Jenny thought Zachary Benedict was the most conceited man she had ever met, and she had no intention of becoming yet another of his long string of conquests. Besides, after Max, she didn't want to get involved with any man again.But Zachary, for reasons of his own, pursued her relentlessly. Surely she wouldn't find herself weakening?
Helen Shirley was born on February 20 1939 in New Zealand, where she grew up, an only child possessed by a vivid imagination and a love for reading. She wrote stories for amusement in her early teenage years, and when she left leaving school, she took a secretarial job at a father-and-son legal firm.

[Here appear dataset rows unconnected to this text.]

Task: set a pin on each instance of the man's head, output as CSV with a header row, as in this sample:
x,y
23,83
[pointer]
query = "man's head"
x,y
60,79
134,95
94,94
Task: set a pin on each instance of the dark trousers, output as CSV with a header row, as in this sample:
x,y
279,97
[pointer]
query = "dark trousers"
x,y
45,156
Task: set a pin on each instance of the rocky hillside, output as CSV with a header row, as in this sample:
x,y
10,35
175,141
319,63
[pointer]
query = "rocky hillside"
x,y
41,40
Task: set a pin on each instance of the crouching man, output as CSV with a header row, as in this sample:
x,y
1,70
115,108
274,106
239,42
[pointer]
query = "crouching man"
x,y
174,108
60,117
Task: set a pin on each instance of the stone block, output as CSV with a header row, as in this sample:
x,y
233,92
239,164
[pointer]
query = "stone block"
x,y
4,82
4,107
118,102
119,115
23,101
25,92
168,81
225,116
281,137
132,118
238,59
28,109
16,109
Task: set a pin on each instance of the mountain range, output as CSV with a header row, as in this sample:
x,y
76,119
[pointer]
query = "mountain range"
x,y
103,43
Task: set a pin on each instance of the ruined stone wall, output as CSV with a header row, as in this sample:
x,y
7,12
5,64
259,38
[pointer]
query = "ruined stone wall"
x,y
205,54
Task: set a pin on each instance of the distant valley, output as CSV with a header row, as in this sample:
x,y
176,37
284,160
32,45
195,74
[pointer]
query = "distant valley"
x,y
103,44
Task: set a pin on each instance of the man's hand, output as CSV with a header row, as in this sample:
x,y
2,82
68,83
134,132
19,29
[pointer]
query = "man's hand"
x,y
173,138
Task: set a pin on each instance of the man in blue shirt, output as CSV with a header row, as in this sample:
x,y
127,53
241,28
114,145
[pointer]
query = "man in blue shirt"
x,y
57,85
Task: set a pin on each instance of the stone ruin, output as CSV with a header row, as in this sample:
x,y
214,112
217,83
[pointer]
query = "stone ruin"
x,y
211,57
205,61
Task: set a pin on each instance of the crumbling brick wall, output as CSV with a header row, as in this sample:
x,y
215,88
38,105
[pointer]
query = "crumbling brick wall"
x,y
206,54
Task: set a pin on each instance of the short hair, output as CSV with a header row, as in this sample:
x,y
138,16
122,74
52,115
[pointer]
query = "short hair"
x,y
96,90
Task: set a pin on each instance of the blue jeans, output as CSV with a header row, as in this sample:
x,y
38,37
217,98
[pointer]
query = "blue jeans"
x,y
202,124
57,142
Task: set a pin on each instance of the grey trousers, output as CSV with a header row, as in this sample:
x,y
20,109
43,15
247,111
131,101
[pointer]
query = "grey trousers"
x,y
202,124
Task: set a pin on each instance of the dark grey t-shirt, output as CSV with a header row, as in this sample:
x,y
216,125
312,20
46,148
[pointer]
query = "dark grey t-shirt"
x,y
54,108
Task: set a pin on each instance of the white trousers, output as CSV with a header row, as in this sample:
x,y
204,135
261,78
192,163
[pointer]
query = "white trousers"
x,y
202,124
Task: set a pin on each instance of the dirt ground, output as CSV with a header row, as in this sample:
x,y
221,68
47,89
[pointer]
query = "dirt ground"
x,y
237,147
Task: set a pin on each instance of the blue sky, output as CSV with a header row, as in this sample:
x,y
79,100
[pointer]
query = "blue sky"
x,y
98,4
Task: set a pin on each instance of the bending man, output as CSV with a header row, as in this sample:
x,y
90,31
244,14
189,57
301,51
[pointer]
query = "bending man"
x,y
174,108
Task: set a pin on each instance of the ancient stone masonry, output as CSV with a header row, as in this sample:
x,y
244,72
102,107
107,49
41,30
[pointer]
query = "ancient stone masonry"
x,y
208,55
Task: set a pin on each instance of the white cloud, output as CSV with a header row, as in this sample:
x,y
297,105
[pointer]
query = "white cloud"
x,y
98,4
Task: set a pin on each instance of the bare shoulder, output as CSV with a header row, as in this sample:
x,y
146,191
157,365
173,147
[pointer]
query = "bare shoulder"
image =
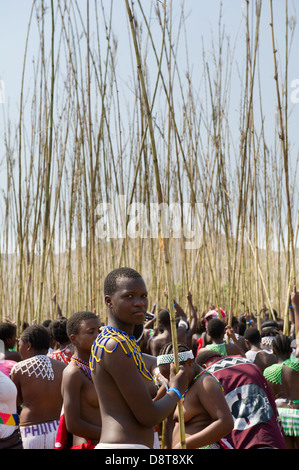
x,y
58,366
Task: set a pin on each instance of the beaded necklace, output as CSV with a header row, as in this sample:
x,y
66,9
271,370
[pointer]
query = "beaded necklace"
x,y
83,365
127,342
273,373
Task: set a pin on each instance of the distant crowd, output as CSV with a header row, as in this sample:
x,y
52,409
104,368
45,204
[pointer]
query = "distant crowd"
x,y
74,382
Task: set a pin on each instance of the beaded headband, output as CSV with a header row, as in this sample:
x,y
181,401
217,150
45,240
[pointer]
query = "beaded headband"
x,y
169,358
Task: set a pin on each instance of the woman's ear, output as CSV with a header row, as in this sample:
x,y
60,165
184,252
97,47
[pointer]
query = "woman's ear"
x,y
108,301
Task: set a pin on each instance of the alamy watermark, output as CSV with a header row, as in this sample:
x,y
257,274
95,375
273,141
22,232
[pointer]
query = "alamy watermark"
x,y
137,220
2,92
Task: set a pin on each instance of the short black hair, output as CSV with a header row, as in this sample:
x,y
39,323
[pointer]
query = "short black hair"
x,y
58,330
282,344
111,278
38,336
75,320
204,355
7,330
252,334
215,328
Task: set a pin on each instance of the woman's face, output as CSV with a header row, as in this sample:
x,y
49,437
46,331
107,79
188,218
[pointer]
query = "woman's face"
x,y
129,303
87,334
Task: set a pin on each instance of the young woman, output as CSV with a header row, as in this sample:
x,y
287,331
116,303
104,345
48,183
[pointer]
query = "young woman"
x,y
81,414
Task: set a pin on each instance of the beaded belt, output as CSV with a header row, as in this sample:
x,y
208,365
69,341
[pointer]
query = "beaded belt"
x,y
9,419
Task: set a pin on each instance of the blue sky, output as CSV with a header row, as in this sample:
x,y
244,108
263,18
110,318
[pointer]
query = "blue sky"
x,y
201,25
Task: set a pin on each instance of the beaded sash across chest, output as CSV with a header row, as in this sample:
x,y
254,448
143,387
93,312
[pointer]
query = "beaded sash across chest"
x,y
83,365
273,373
128,344
39,366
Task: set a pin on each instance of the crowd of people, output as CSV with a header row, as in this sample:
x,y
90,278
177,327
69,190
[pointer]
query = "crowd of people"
x,y
76,383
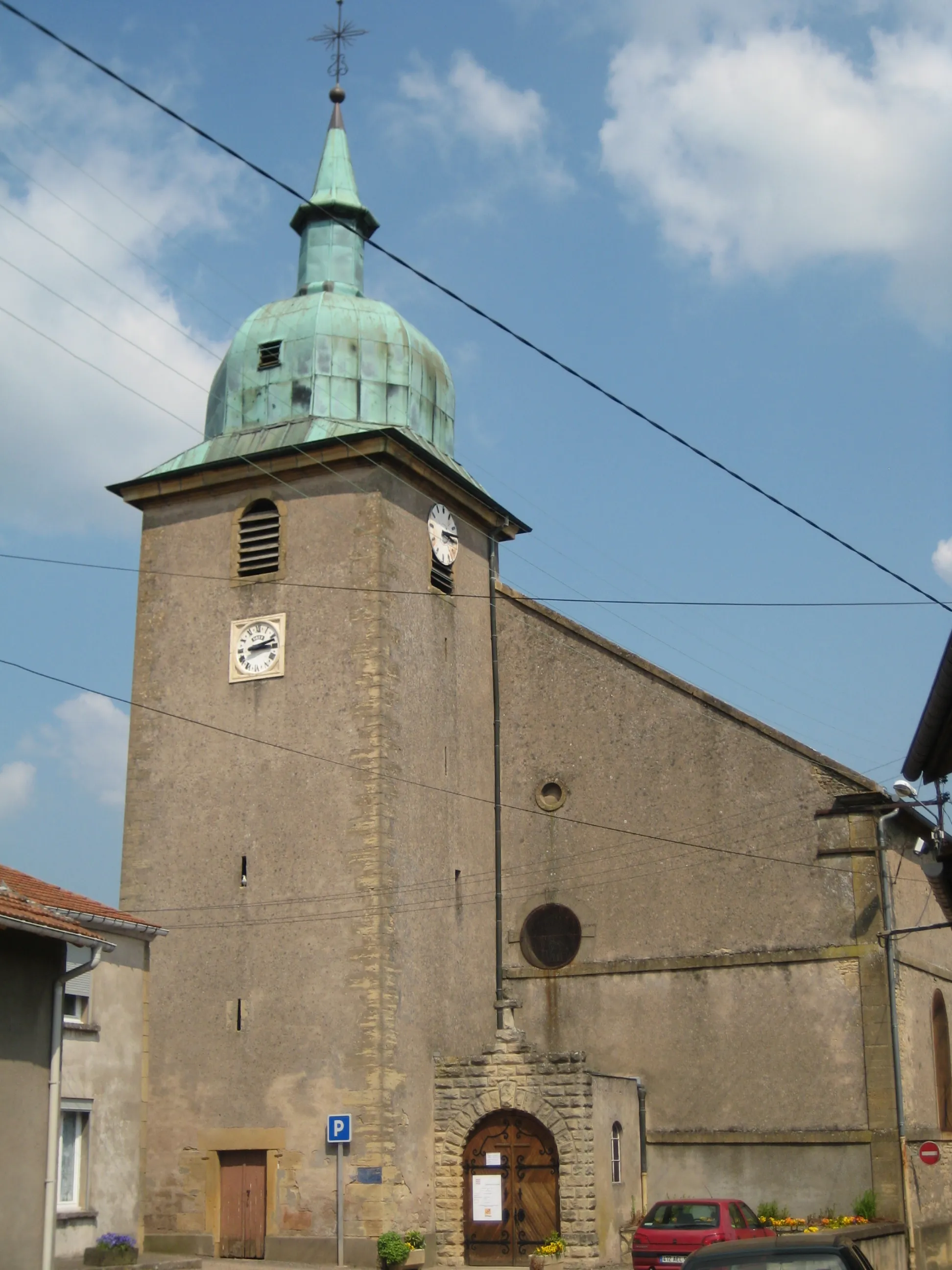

At age twenty-one Helen joined a girlfriend and embarked on a working holiday in Australia, travelling via cruise ship from Auckland to Melbourne. Alas, no shipboard romance, as she spent all four days in her cabin suffering from sea-sickness! After fifteen months working in Melbourne, Helen and her friend bought a vehicle and took three months to drive the length and breadth of Australia, choosing to work in Cairns in order to fund the final leg of our journey to Sydney.
It was in Cairns that Helen met her future husband, Danilo Bianchin, an Italian immigrant from Treviso. He was a tobacco sharefarmer from the tobacco farming community of Mareeba. His English was pitiful, and her command of Italian was nil. Six months later they married, and Helen was flung into cooking for up to nine tobacco pickers, stringing tobacco, feeding 200 chickens, a few turkeys, ducks... plus killing, cleaning and cooking the same! Her knowledge of Italian improved, and there were hilarious moments in retrospect. Some of what she endured was cooking on a wood-burning stove, having no running hot water, a primitive shower and toilet facilities, washing uniforms for two soccer teams during the soccer season... floods, horrendous hailstone damage to tobacco crops, hardship, and the stillbirth of their first child. Then, to their joy, Helen's daughter, Lucia, was born. Three years later the couple returned to New Zealand, where they settled for sixteen years. During those early years, they added two sons, Angelo and Peter, to the family.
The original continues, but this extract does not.